Does anybody know of proof that the rationals are countable using an array that starts with 1/1 2/1 1/2 3/1 2/3 3/2 1/3 etc. where you generate from p/q the next two fractions to p+q/q and p/p+q
Why are all the rationals in the array and why are they all in reduced form?
why are they all in reduced form?
You only have 2 construction rules. So to construct $a/b$ you can only come from $(a-b)/b$ or $a/(b-a)$ . And since we are restricted to positive rationals, there really is only 1 place a rational can come from, depending on whether $a > b$. So try constructing something like $2/2$ or $3/9$ by working backwards and you'll see why it is impossible.
Why are all the rationals in the array?
First figure out how to construct all the rationals of the form $a/1$ and $1/b$. Then note that when you do a backwards transform like $a/b \leftarrow c/d$ (like $5/7 \leftarrow 5/2$) at least one number is made smaller, but not made into zero. That gives you a proof by descent that every positive rational is constructed.
Define $f:\mathbb Q^+\to \mathbb Q_{\ge 0}$ as follows: $$ f(x) = \begin{cases} x-1 & x \ge 1 \\ \frac1{(1/x)-1} & 0<x<1 \end{cases} $$
Lemma: For all $x\in \mathbb Q^+$, there exists $n\in \mathbb N$ such that $f^{(n)}(x)=1$, where $f^{(n)}$ denotes iterated composition.

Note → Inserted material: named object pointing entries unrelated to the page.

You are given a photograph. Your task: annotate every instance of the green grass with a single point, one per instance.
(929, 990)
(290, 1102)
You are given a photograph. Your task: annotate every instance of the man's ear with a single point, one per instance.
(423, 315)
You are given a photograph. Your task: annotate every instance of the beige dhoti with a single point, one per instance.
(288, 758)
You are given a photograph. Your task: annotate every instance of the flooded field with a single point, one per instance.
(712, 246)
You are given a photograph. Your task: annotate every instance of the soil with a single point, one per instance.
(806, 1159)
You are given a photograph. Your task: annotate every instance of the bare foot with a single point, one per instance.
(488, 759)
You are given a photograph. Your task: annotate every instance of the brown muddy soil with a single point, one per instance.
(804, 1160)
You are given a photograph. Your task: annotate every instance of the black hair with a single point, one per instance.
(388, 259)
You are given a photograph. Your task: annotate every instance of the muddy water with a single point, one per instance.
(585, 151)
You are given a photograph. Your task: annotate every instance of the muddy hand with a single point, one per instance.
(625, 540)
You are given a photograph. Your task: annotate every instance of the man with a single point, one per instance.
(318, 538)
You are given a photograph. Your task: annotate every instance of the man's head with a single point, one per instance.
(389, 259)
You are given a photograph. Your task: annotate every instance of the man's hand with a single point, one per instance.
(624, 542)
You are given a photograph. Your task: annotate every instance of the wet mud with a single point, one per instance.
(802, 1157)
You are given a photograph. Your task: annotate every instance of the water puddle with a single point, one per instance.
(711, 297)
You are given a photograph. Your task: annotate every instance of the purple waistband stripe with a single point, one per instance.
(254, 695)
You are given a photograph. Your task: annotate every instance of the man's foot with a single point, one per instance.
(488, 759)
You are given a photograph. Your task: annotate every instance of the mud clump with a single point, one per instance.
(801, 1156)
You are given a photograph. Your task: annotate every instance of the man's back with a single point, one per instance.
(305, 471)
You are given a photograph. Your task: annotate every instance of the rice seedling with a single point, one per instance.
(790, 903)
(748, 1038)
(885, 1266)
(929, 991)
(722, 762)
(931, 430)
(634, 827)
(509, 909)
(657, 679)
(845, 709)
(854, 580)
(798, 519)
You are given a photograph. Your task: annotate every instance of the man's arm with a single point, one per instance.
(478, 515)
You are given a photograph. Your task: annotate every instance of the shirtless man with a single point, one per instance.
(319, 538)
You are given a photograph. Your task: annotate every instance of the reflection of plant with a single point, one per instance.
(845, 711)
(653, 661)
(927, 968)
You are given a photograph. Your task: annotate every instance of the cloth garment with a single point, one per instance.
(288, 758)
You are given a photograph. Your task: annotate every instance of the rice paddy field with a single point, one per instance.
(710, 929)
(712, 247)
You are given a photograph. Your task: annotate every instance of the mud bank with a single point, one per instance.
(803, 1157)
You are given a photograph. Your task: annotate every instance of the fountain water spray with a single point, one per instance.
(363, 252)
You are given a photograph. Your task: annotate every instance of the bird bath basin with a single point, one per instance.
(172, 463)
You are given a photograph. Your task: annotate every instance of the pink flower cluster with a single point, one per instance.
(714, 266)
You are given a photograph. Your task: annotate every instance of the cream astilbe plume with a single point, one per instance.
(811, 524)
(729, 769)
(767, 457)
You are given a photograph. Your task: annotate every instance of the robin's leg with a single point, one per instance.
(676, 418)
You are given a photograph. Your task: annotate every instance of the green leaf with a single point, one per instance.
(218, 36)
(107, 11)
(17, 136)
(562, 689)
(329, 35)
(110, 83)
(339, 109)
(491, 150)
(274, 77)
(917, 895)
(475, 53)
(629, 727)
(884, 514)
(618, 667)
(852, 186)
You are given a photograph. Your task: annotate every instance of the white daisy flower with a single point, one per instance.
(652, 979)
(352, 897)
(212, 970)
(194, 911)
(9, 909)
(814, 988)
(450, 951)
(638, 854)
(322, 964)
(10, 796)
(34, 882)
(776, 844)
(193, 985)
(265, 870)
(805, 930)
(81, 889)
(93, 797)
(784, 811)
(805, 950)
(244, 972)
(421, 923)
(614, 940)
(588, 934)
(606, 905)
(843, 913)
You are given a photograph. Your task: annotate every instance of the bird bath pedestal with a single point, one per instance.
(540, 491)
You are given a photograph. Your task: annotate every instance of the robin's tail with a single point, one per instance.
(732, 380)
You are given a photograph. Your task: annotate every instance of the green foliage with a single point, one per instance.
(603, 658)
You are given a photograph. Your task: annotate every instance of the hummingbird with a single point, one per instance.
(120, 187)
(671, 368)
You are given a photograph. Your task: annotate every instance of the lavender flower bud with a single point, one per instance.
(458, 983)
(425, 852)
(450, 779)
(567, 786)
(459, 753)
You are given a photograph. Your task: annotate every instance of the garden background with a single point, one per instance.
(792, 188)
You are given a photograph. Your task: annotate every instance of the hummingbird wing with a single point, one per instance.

That is, $f^{(0)}(x)=x$, while $f^{(n+1)}(x)=f(f^{(n)}(x))$ for all $n\ge 0$.
Proof idea: Write $x=p/q$ in reduced form, and prove the statement by induction on $p+q$.
We have shown that for any rational number $x$, there is a chain $$ x\longrightarrow f^{(1)}(x) \longrightarrow f^{(2)}(x) \longrightarrow \dots \longrightarrow f^{(n)}(x)=1 \tag{$*$} $$
Note that if $p$ and $q$ are coprime positive integers, then $$ f\left(\frac{p+q}{q}\right)=\frac pq,\\ f\left(\frac{p}{p+q}\right)=\frac pq. $$ Therefore, if follow the chain in $(*)$ in reverse, you get a way to produce starting from $1/1$, and at each step moving from $f^{(k+1)}(x)=p/q$ to either $(p+q)/q$ or $p/(p+q)$, depending on whether $f^{(k)}(x)$ is greater than $1$. That is, the two maps $(p/q)\mapsto (p+q)/q$ and $(p/q)\mapsto p/(p+q)$ generate all positive rational numbers, as desired.